Use of Binomial Group Testing in Tests of Hypotheses for Classification or Quantitative Covariables
Article first published online: 25 MAY 2004
Volume 56, Issue 1, pages 204–212, March 2000
How to Cite
Hung, M.-C. and Swallow, W. H. (2000), Use of Binomial Group Testing in Tests of Hypotheses for Classification or Quantitative Covariables. Biometrics, 56: 204–212. doi: 10.1111/j.0006-341X.2000.00204.x
- Issue published online: 25 MAY 2004
- Article first published online: 25 MAY 2004
- Received September 1997. Revised May 1999. Accepted May 1999.

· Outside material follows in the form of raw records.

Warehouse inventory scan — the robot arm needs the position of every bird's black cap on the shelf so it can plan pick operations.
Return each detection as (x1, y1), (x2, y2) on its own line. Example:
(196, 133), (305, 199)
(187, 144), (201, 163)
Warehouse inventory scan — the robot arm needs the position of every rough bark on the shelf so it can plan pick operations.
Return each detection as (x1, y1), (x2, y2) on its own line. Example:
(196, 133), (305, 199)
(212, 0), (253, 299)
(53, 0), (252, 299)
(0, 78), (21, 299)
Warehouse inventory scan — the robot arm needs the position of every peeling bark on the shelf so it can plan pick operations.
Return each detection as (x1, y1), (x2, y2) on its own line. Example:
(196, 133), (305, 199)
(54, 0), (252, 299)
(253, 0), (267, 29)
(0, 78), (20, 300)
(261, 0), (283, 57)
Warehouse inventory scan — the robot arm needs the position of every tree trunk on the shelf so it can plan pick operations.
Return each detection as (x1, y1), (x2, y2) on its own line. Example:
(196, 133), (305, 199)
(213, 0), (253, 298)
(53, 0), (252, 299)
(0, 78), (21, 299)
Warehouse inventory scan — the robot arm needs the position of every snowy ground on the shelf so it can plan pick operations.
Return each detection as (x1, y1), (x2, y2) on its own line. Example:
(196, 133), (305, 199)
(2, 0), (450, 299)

- Asymptotic relative efficiency;
- Binary data;
- Hypothesis testing
Summary. In group testing, the test unit consists of a group of individuals. If the group test is positive, then one or more individuals in the group are assumed to be positive. A group observation in binomial group testing can be, say, the test result (positive or negative) for a pool of blood samples that come from several different individuals. It has been shown that, when the proportion (p) of infected individuals is low, group testing is often preferable to individual testing for identifying infected individuals and for estimating proportions of those infected. We extend the potential applications of group testing to hypothesis-testing problems wherein one wants to test for a relationship between p and a classification or quantitative covariable. Asymptotic relative efficiencies (AREs) of tests based on group testing versus the usual individual testing are obtained. The Pitman ARE strongly favors group testing in many cases. Small-sample results from simulation studies are given and are consistent with the large-sample (asymptotic) findings. We illustrate the potential advantages of group testing in hypothesis testing using HIV-1 seroprevalence data.